Shopping centre giant Westfield Group (ASX: WDC), founded and run by billionaire Frank Lowry, has released its full-year results showing a meagre 3% rise in underlying earnings before interest and tax. Lowry has done a superb job of building Westfield into a business with a commanding domestic market share with an increasing portfolio of sought-after properties in major global cities including London and San Francisco. Due to the high level of foot-traffic Westfield’s malls attract, Lowry and his team have for many years been able to price rents to extract maximum dollars from their tenants. However, the results just released show that the Australian market, which accounts for roughly half of Westfield’s business, is struggling, with management stating that rents for new tenants were being negotiated at lower levels.
Insights from Westfield’s results
For Westfield and its listed peers, including Stockland (ASX: SGP) and GPT Group (ASX: GPT), rent increases are becoming tougher to implement, and some rents are even decreasing. This will make achieving growth a tough ask and is one reason investors should be weary of paying a high multiple for the stocks.
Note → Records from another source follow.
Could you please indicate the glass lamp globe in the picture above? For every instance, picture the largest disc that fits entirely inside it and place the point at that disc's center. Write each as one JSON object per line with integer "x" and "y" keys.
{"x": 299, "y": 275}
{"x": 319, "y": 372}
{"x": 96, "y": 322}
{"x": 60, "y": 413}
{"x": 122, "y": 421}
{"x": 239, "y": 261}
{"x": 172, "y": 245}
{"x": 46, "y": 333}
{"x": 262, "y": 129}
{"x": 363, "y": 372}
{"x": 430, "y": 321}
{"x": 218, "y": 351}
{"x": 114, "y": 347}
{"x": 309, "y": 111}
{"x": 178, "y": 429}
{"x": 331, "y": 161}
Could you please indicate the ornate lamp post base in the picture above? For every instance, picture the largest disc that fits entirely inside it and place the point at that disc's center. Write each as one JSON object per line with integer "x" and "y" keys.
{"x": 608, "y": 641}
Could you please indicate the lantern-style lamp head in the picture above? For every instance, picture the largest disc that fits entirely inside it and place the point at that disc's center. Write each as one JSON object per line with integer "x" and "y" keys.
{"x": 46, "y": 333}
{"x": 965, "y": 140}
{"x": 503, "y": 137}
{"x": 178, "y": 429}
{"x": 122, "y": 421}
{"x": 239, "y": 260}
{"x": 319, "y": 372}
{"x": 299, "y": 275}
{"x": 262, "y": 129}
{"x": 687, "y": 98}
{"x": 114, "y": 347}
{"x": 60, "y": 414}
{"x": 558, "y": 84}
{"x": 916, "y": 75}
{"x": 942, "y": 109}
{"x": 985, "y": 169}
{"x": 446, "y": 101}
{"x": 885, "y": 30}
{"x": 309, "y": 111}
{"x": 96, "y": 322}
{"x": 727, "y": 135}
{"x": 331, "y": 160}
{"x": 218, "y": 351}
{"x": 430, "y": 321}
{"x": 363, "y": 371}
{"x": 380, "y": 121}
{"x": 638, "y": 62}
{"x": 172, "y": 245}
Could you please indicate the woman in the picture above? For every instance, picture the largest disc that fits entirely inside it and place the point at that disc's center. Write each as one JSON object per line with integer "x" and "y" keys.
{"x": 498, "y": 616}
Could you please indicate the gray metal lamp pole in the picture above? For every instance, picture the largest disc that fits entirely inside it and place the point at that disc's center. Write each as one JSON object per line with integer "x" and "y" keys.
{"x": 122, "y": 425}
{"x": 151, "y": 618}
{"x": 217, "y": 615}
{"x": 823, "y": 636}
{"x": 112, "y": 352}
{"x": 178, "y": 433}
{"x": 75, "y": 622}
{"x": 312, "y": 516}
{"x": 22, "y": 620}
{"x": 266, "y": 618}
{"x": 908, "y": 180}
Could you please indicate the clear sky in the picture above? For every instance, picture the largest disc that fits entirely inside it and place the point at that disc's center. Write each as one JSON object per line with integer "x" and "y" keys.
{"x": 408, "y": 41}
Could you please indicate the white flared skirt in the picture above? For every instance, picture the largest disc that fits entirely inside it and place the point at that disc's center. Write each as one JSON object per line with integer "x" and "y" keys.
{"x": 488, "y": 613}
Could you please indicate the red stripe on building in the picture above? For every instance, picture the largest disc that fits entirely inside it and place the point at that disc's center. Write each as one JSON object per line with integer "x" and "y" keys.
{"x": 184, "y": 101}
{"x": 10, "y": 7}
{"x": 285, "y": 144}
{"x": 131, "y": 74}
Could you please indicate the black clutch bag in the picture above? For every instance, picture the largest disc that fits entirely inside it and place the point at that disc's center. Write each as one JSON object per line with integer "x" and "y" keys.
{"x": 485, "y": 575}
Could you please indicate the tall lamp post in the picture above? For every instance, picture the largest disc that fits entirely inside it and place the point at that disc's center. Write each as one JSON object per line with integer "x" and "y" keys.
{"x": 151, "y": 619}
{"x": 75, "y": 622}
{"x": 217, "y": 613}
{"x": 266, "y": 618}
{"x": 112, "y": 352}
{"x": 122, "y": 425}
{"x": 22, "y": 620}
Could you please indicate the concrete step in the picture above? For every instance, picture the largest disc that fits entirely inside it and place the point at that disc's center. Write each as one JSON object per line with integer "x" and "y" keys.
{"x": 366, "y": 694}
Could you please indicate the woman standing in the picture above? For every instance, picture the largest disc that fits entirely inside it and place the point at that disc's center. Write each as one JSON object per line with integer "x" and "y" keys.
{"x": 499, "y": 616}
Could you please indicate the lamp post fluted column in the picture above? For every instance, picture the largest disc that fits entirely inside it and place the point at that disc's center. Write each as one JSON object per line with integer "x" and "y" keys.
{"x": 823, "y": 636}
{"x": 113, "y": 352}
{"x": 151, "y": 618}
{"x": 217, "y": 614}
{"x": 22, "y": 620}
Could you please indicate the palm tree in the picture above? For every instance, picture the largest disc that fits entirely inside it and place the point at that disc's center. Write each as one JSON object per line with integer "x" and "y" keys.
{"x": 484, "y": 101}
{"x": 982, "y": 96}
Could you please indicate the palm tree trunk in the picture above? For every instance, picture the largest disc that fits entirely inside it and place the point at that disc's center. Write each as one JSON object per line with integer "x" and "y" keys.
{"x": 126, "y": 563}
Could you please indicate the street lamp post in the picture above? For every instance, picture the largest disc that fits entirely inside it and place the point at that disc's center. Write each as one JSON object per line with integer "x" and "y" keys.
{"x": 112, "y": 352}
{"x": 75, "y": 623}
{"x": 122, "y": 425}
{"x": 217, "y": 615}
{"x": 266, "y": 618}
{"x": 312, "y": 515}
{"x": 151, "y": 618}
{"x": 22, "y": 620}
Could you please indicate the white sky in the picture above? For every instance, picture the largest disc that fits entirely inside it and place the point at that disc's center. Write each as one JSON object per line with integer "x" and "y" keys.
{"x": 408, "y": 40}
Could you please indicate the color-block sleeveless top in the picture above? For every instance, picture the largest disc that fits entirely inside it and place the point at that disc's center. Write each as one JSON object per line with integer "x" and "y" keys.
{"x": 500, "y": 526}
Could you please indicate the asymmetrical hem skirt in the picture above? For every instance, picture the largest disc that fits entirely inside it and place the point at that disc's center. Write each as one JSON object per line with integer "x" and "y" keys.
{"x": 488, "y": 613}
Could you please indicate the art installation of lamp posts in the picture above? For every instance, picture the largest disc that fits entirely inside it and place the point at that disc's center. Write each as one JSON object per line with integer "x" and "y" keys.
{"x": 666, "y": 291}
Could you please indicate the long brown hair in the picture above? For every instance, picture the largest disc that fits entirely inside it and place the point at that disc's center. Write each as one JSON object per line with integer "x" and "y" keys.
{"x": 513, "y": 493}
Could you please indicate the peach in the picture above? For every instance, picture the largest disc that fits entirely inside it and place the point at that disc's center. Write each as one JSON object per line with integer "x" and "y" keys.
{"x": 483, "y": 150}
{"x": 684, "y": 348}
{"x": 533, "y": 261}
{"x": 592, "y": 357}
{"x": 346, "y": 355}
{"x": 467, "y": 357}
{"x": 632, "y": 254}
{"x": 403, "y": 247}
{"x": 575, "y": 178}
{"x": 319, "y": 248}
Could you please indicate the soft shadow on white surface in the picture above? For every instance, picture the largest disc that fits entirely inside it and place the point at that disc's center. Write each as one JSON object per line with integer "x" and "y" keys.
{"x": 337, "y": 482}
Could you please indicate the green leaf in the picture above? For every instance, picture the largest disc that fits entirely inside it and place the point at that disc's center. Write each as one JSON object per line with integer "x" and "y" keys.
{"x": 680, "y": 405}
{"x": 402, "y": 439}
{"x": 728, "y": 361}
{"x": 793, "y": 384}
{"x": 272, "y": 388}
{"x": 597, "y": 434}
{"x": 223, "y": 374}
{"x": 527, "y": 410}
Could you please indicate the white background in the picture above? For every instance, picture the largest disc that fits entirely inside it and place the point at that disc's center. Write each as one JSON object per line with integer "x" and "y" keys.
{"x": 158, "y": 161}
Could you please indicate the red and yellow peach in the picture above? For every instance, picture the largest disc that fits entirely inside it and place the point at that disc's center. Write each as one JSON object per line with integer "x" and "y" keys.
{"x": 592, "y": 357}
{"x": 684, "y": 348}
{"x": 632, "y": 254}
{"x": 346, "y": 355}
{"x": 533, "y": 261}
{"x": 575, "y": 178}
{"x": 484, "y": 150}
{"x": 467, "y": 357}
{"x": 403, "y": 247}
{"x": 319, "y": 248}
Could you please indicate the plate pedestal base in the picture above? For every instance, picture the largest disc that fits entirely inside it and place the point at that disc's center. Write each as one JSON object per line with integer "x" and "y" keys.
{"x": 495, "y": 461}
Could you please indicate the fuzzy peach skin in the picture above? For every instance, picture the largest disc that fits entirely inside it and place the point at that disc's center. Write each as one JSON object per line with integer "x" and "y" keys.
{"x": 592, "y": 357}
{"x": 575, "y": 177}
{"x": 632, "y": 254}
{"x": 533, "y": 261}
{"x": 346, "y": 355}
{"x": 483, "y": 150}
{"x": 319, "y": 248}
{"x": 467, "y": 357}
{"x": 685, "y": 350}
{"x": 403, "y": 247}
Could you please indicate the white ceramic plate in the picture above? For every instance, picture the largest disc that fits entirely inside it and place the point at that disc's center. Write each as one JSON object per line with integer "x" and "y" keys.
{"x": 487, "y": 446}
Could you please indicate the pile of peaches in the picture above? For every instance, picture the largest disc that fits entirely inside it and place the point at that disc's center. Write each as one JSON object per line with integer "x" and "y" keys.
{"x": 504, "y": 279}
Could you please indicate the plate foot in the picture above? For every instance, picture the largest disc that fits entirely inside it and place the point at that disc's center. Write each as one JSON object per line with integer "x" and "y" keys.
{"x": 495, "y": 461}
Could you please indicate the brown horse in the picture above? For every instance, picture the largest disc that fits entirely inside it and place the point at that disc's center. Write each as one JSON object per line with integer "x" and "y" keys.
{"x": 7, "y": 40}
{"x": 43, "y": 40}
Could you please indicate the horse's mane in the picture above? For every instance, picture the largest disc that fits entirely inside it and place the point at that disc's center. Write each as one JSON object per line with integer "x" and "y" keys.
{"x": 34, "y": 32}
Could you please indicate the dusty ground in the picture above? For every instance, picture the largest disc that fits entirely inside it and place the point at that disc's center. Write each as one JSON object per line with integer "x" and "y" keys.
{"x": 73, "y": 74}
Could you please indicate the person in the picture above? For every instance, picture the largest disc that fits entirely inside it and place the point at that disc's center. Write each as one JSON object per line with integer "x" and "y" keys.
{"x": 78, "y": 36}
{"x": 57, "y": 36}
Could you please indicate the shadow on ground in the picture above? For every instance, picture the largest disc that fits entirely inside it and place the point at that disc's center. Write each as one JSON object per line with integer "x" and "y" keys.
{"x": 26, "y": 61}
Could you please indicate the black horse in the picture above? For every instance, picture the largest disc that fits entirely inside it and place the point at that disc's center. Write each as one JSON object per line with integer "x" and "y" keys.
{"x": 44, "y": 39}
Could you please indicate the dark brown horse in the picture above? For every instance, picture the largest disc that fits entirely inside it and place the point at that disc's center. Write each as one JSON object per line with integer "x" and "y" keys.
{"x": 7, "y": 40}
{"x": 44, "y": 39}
For retailers (the tenants), rent decreases are a welcome relief. While anchor tenants, such as Woolworths (ASX: WOW) and cinema operator Village Roadshow (ASX: VRL) have always been able to negotiate favourable rents with shopping centre owners, due to their sheer people-pulling power, smaller retailers such as Country Road (ASX: CTY) and Kathmandu (ASX: KMD) have been at the mercy of landlords who have always squeezed as much out of their less powerful tenants as possible.
One of the traits of successful investors is their ability to see opportunities amongst the noise and chaos of the share market and the economy. While shopping centre owners may be experiencing some difficulties on the rent front, this could provide opportunities for some nimble and clever retailers — and likewise opportunities for some nimble and clever investors.